La loi n’étant pas que restrictive et punitive, elle propose aussi les “greffes” d’enfant que réalise l’adoption. Depuis peu, de nouvelles dispositions légales ont institué en Italie des familles adoptives où l’enfant conserve des contacts avec sa famille d’origine (le plus souvent réduite à la mère). Un étayage psychologique et des démarches d’adaptation du cadre apparaissent alors nécessaires pour dégager l’enfant des conflits déchirants qui stérilisent sa vie psychique et affective. Maria-Grazia Fusacchia nous présente un cas illustratif de cette problématique et des aménagements techniques mis en œuvre.  

 Le chapitre Crime dans la famille rassemble trois articles sous sa bannière: l’article historique de Bernard Savin a été publié en 2001 dans Le Divan familial n°6. Cet auteur, muni d’une solide expérience du travail psychologique en milieu carcéral, y compris sur un mode familial, pose ainsi d’emblée la relation entre crime et famille, titre de son article: «…quelles que soient sa forme et sa victime, tout crime a un retentissement familial. Il parle à la famille et parle de la famille». L’hypothèse d’une reprise élaborative d’un traumatisme transgénérationnel y est examinée et alimentée par le cas d’une thérapie familiale conduite en prison.  

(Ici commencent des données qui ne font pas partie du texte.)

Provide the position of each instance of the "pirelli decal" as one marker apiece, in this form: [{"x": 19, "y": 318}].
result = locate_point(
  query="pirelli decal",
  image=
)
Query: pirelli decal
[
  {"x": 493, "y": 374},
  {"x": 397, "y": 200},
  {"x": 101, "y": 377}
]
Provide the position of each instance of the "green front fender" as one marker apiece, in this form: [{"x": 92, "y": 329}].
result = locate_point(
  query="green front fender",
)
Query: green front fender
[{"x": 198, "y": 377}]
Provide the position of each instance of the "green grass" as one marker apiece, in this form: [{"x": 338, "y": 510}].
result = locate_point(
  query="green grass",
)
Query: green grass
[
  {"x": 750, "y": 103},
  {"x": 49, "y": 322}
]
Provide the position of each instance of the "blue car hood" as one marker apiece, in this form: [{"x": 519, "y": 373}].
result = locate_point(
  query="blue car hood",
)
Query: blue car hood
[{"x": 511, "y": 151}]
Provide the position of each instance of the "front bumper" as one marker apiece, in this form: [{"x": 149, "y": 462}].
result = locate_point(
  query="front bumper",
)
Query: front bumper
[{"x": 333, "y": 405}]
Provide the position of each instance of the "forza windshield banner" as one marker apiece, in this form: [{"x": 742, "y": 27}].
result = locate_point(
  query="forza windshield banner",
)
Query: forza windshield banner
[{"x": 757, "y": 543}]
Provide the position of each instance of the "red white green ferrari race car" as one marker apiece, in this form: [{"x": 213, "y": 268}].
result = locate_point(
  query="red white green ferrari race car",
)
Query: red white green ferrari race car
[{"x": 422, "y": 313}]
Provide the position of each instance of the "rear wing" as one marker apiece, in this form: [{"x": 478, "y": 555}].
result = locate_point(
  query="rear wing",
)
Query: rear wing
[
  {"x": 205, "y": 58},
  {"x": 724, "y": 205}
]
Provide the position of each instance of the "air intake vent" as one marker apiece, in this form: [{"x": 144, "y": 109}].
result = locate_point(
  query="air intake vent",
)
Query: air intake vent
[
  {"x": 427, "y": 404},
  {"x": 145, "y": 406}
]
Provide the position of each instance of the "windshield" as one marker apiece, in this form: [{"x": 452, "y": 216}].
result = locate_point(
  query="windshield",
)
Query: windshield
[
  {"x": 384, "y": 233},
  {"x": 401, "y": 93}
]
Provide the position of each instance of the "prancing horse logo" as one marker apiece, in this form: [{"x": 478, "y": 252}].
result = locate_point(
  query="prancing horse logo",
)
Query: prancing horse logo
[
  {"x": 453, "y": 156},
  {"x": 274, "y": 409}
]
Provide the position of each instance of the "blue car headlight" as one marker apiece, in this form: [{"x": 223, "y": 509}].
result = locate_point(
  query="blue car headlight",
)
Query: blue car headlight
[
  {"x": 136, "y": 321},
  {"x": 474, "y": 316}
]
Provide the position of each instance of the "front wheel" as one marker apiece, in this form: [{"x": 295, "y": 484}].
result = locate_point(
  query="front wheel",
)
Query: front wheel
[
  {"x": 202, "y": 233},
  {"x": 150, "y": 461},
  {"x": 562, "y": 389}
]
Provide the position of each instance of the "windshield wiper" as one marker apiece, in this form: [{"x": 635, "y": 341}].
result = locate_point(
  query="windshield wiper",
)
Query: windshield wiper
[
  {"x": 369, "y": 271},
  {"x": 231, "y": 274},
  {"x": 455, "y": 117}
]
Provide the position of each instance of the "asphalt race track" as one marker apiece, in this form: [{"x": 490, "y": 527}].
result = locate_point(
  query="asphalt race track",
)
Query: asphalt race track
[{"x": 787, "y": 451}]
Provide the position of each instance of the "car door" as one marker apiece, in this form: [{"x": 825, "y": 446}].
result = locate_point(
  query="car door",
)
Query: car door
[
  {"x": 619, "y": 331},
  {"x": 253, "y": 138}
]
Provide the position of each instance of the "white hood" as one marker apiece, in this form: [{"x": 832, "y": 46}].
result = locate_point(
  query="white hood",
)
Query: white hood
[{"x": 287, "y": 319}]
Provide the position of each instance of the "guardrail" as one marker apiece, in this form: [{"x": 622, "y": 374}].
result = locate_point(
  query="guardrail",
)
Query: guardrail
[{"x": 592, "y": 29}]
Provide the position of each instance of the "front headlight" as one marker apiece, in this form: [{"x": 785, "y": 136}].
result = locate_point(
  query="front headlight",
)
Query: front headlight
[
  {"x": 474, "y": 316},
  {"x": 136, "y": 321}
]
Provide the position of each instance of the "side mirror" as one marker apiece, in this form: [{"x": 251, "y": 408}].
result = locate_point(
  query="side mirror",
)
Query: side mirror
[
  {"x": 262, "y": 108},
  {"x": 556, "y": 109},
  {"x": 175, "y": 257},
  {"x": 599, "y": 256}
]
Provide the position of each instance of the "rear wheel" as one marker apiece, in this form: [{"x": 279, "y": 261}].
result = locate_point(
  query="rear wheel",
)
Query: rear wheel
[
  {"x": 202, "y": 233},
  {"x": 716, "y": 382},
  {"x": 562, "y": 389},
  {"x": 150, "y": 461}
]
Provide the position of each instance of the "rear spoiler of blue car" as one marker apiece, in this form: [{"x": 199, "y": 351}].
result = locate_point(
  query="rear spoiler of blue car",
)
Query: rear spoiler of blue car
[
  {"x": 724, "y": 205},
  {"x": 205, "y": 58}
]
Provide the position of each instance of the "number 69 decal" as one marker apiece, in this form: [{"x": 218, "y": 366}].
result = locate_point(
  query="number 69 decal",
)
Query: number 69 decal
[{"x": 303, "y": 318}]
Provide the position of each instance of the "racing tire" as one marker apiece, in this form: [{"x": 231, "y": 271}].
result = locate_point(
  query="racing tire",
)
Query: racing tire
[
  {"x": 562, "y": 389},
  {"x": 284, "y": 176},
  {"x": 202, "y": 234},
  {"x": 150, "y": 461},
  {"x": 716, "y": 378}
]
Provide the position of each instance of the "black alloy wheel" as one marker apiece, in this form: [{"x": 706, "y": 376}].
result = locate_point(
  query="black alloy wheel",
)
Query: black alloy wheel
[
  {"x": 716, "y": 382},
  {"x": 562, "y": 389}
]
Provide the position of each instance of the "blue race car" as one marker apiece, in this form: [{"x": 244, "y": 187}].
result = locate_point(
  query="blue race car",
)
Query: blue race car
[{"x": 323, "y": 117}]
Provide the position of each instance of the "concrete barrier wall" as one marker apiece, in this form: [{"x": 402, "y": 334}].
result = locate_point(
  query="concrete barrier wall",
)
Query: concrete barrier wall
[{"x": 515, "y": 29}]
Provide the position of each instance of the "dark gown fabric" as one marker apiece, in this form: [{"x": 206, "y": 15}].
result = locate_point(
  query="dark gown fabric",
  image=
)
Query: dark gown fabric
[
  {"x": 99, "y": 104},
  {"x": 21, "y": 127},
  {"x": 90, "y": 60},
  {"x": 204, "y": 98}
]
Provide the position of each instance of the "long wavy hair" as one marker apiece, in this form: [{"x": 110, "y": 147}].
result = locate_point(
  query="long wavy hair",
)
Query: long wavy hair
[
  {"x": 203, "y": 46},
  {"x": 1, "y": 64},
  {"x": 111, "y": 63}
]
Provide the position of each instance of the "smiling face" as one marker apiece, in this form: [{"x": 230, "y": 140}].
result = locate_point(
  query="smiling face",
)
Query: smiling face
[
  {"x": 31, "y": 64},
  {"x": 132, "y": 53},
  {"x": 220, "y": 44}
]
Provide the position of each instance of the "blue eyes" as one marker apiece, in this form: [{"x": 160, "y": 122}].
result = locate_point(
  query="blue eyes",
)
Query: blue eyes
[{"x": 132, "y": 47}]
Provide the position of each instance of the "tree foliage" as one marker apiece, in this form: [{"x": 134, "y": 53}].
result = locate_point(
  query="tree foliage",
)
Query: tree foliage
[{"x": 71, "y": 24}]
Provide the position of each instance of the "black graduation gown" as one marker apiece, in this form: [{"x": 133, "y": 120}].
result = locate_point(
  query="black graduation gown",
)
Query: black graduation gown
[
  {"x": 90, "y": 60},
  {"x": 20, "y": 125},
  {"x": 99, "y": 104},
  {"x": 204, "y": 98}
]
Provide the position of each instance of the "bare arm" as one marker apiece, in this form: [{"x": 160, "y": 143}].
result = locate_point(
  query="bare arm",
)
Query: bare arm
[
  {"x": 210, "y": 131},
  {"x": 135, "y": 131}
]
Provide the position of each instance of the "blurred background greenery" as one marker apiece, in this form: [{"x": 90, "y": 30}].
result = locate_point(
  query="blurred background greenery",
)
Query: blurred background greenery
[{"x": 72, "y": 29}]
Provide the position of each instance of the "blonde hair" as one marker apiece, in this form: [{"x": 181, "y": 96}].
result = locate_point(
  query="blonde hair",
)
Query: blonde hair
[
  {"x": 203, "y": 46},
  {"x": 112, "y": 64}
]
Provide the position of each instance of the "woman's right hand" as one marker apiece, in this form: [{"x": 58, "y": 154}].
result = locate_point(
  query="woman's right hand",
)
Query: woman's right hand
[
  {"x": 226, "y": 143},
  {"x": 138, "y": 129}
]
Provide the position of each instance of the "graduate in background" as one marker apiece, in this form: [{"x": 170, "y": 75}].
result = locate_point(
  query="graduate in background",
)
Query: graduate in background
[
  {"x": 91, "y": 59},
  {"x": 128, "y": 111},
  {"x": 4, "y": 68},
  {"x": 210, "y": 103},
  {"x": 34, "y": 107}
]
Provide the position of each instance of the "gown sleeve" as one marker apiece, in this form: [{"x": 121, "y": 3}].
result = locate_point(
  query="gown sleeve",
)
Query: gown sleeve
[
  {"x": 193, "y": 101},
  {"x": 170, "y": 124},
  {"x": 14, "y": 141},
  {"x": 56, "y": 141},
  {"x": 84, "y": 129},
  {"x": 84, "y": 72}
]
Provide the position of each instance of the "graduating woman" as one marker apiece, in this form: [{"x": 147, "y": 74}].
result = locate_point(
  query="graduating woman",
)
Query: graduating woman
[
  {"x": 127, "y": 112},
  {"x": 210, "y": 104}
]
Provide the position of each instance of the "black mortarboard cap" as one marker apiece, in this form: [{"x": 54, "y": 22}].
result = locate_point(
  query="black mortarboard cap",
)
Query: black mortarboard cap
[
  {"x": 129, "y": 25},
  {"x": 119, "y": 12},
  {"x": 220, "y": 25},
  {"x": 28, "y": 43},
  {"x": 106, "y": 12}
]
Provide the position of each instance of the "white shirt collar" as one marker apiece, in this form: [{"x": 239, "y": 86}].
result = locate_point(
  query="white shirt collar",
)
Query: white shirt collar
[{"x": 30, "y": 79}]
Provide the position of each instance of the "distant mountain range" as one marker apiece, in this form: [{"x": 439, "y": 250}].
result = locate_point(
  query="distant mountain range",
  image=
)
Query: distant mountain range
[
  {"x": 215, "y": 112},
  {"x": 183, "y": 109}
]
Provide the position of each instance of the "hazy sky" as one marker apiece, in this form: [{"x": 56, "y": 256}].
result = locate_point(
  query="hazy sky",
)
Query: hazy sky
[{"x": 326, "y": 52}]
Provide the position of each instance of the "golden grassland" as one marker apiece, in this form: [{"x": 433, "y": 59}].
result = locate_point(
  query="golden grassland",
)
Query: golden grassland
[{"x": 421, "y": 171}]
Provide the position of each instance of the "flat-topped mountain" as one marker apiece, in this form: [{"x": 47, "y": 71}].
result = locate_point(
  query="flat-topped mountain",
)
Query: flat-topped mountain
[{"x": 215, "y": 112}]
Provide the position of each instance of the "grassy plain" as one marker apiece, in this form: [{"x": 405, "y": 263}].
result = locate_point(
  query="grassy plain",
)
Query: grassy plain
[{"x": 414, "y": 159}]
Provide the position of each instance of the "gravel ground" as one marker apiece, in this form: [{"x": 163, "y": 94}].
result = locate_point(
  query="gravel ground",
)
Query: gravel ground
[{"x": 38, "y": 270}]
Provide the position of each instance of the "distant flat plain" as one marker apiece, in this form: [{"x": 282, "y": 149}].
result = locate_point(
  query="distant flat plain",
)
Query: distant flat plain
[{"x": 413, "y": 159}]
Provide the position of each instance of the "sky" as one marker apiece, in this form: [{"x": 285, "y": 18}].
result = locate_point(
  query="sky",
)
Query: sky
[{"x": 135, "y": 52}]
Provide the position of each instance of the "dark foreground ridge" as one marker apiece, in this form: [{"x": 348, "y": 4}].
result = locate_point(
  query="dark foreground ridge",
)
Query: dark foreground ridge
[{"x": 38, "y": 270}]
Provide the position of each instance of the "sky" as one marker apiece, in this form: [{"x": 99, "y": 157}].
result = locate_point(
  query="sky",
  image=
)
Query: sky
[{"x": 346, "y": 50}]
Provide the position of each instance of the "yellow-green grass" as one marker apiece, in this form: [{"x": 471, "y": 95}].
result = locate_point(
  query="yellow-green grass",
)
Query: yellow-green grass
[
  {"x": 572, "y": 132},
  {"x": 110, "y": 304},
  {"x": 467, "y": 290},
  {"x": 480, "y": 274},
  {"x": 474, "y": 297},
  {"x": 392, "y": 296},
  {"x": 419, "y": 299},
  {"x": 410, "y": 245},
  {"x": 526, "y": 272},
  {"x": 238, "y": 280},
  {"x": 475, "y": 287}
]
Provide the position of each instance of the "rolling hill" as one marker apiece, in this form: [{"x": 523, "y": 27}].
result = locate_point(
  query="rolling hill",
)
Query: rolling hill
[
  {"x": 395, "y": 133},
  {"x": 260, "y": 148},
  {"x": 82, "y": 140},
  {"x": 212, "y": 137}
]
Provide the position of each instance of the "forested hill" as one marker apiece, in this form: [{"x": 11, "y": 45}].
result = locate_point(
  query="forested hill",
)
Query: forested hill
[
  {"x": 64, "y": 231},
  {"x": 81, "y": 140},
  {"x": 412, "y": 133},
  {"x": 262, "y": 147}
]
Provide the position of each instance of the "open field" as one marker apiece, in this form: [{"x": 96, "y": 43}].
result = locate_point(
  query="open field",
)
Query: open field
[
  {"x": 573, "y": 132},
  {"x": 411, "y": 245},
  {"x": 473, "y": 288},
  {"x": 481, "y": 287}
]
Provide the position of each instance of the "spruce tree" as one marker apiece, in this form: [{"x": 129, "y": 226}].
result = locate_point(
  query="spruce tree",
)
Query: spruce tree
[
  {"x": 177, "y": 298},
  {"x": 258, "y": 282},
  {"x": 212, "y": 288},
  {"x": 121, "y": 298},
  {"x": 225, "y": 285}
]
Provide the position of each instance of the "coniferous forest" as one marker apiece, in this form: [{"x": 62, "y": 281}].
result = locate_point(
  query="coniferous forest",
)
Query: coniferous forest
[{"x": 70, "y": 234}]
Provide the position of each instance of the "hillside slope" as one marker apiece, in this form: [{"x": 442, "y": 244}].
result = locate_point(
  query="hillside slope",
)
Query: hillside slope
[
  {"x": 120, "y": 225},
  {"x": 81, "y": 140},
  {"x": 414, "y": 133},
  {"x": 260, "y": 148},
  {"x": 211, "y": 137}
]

Suivent deux articles qui abordent la question de l’infanticide selon des angles de vue différents. Magali Ravit présente une revue des travaux majeurs sur le thème, en commençant par la réinterprétation du mythe de Médée. Elle différencie les meurtres d’enfants perpétrés très précocement, souvent en rapport avec la précarité et l’inexpérience de la mère, de ceux qui relèvent d’une pathologie mélancolique sousjacente, où le sacrifice de l’enfant servirait “de contre-investissement à la douleur aliénante”. Elle s’appuie pour cela sur deux situations cliniques rencontrées en milieu carcéral. De leur côté, Sonia Harrati et David Vavassori explorent les ressorts intrapsychiques de la dynamique meurtrière de l’enfant quand “le filicide vient réactualiser les aspects primitifs et indifférenciés du sujet ainsi que des traumas demeurés sous silence contaminant les liens conjugaux et intra-intrafamiliaux.”  

Le troisième chapitre du n°30 pose la question du “travail du psychanalyste de couple et de famille” face à des situations impliquant la Justice. Cet aspect a été abordé dans les articles précédents, mais il constitue le ressort principal de deux textes.  Le premier a pour auteur principal Roberto Losso, notre collègue argentin disparu récemment, auquel cette nouvelle publication rend hommage. Originellement paru dans la revue Interazioni (2012/2), cet article a été coécrit par Ana Packciarz Losso, épouse de Roberto. Les auteurs évoquent le contexte pluridisciplinaire dans lequel s’inscrit leur travail thérapeutique face aux conflits conjugaux ou familiaux insolubles, notamment les divorces “interminables” qui leur fournissent un exemple parfaitement illustratif.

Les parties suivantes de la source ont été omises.